From the audience view, it almost feels like you’re watching something onstage. There’s so much going on and so many long takes.
Yeah, that’s a really good analogy. I never thought of it like that. It’s true. In fact, it’s very true in terms of when you are onstage, you can watch whoever you want to. You’re not being told by the camera to focus on one moment, and I think Steven does do that a lot. He chooses the unexpected.

One thing I have always been curious about: The costumes are gorgeous, but are they comfortable to wear? Women’s clothing from that era was notoriously painful. It played into the whole “This is what women should be doing and looking like.”
[Laughs.] Well, I love a good corset. I sort of [grew] up doing a lot of Shakespeare and a lot of Chekhov and period stuff, so I love being in corsets. But I have to say, all my costumes [on The Knick] were made and built for me, so they are incredibly comfortable. Obviously, if you try and be [in the year] 2014 and be in your dressing room, slouching and eating whatever you want to eat, it can be uncomfortable very quickly. As long as you stand up straight …

Okay, so no broken ribs?
No [laughs]. I am happy to report. Actually, the only thing that’s straining is the jawbone, the pieces I wear around my neck. The corset, no problem, but it’s very strange wearing something that’s so restrictive on the neck. I am just not used to that. So that was the one thing I wasn’t quite prepared for.
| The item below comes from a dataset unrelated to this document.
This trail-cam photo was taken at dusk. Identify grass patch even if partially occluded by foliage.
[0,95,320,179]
Looking ahead to season two, which has already been announced, do you have scripts yet or know when it’s going to shoot?
Well, Steven is pretty sure it’s going to shoot in February. I did hear that he’s also going to try and do it in much less time than we shot the first one.

Wait, wasn’t the first one shot super quickly?
It was shot very, very quickly, over five months — which I think, for the amount of work in it, was very short. But Steven is always trying to beat himself at his own game. I think he’s his own competition. He has said we are going to do it even faster. We’re already texting each other saying, “Okay, we are going to have to be more prepared this time.”